Ex: http://www.deutsche-stimme.de

Der Konservatismus in Deutschland und Rußland weist eine lange Geschichte der Zusammenarbeit und gemeinsamer Traditionen auf. Ungeachtet aller Unterschiede und fatalen Fehler in der Außenpolitik gab es viele Berührungspunkte rechter Denker beider Völker, z.B. der Kampf gegen den Marxismus und Liberalismus als der beiden wirklich extremistischen Strömungen in der Weltpolitik.

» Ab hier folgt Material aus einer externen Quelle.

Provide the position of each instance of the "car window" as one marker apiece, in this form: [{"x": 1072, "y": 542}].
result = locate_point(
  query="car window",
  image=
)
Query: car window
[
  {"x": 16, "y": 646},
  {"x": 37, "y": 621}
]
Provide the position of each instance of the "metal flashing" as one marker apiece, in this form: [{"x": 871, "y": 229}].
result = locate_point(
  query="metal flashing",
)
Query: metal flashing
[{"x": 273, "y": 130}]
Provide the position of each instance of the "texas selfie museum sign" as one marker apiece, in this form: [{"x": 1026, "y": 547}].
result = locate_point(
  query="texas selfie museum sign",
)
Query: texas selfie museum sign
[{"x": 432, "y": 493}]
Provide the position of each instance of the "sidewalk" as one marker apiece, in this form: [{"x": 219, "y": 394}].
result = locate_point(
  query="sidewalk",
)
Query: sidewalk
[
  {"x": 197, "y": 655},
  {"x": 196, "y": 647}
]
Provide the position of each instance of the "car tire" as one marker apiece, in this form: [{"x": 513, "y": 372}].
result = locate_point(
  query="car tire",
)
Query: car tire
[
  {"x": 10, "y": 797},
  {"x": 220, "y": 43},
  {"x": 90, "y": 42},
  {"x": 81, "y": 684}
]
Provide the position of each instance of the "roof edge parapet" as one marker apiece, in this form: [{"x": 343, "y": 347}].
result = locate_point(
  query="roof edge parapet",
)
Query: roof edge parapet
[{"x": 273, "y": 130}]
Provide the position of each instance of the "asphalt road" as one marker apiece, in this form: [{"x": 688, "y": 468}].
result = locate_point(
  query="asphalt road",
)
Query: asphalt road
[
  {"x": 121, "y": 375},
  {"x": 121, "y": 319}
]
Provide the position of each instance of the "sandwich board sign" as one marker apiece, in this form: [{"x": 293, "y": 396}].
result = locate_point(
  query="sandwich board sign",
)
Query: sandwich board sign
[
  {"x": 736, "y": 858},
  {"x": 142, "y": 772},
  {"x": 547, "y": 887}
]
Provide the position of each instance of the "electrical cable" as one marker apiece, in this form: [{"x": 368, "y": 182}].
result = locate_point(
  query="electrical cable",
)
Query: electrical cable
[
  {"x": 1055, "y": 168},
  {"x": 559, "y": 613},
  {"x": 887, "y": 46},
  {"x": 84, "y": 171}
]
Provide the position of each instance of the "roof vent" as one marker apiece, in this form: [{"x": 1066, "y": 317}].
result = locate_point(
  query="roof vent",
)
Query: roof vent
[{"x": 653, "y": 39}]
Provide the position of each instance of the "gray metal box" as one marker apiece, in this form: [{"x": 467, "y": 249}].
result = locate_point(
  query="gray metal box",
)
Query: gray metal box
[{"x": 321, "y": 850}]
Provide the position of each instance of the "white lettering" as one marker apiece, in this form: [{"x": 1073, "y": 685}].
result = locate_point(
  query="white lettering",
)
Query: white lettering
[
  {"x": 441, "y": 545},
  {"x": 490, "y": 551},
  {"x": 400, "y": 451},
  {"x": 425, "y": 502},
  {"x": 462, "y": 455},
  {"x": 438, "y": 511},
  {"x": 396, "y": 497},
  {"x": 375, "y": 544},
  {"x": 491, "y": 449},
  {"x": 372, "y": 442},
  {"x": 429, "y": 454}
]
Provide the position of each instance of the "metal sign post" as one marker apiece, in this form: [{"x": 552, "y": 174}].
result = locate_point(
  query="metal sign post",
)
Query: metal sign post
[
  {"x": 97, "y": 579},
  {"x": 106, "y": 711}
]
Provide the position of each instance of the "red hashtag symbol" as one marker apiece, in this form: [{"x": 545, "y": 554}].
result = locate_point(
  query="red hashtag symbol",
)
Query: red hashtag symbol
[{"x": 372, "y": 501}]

Dieser Beitrag spürt dem Einfluß des russischen Dichters Fjodor Dostojewski auf die »konservativen Revolutionäre« Arthur Moeller van den Bruck und Oswald Spengler nach.


Zur Einführung sei ein Zitat aus dem zweiten Band von Oswald Spenglers »Der Untergang des Abendlandes« angeführt, das sich völlig mit den Positionen der russischen Slawophilen von damals und heute deckt. Wenn Spengler über Rußland sprach, stellte er stets Lew Tolstoi und Fjodor Dostojewski gegeneinander. Den ersten Dichterdenker hielt er für einen Repräsentanten des europäisierten Rußlands, den zweiten hingegen für einen Vertreter des uralten und zugleich kommenden Volksrußlands.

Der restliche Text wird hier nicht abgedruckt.